OTel logs are just your existing logs, though. If you have a way to say "whoopsie it hung" then this doesn't need to be tied to a trace at all. The only tying to a trace that occurs is when there's active span/trace in context, at which point the SDK or agent you use will wrap the log body in that span/trace ID. Export of logs is independent of trace export and will be in separate batches.

Edit: I see you're a major Rust user! That perhaps changes things. Most users of OTel are in Java, .NET, Node, Python, and Go. OTel is nowhere near as developed in Rust as it is for these languages. So I don't doubt you've run into issues with OTel for your purposes.

growse · on Aug 9, 2024

Can you give an example of an event that's not part of a span / trace?

Spivak · on Aug 9, 2024

Unhandled exceptions is a pretty normal one. You get kicked out to your app's topmost level and you lost your span. My wishlist to solve this (and I actually wrote an implementation in Python which leans heavily on reflection) is to be able to attach arbitrary data to stack frames and exceptions when they occur merge all the data top-down and send it up to your handler.

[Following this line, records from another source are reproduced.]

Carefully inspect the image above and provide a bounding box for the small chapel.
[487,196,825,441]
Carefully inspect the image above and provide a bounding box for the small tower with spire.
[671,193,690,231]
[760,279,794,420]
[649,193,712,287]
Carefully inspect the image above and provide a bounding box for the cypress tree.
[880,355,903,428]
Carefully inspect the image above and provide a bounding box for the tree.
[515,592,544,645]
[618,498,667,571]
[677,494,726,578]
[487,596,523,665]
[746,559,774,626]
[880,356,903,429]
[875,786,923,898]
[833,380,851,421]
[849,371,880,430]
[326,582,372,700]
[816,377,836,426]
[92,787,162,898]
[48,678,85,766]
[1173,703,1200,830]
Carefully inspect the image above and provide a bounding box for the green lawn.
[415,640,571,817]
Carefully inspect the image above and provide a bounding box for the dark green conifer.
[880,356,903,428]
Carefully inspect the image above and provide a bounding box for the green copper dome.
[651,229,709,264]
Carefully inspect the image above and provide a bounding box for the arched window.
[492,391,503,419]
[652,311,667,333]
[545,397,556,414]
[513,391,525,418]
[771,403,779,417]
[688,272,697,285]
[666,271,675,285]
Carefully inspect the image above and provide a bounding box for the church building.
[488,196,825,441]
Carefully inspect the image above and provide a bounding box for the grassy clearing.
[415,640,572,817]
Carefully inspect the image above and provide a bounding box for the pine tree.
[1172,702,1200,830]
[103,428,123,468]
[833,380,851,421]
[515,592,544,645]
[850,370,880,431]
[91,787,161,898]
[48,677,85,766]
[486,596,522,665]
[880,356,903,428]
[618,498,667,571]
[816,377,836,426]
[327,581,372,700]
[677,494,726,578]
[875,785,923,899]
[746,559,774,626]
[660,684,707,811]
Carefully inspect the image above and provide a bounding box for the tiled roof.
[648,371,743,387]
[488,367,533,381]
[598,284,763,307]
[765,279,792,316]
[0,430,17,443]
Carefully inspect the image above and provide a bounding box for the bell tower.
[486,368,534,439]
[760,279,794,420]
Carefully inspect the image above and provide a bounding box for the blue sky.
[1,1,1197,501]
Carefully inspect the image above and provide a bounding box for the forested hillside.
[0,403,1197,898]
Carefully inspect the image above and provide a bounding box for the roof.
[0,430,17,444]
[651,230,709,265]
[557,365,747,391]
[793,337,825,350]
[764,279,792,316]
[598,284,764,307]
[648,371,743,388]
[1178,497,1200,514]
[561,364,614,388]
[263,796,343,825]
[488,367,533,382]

Signal handlers are another one and are a whole other beast simply because they're completely devoid of context.

growse · on Aug 10, 2024

Two good examples - thank you.

They're icky (as language design / practices) to me precisely because you end up executing context-free code. But I'd probably also just start a new trace in my signal handler / exception handler tagged with "shrug"...

jononor · on Aug 9, 2024

Can't you close the span on an exception?

JoshTriplett · on Aug 9, 2024

See https://news.ycombinator.com/item?id=41205665 for more details.

And even in the case of an actual crash, that doesn't necessarily mean the application is in a state to successfully submit additional OTel data.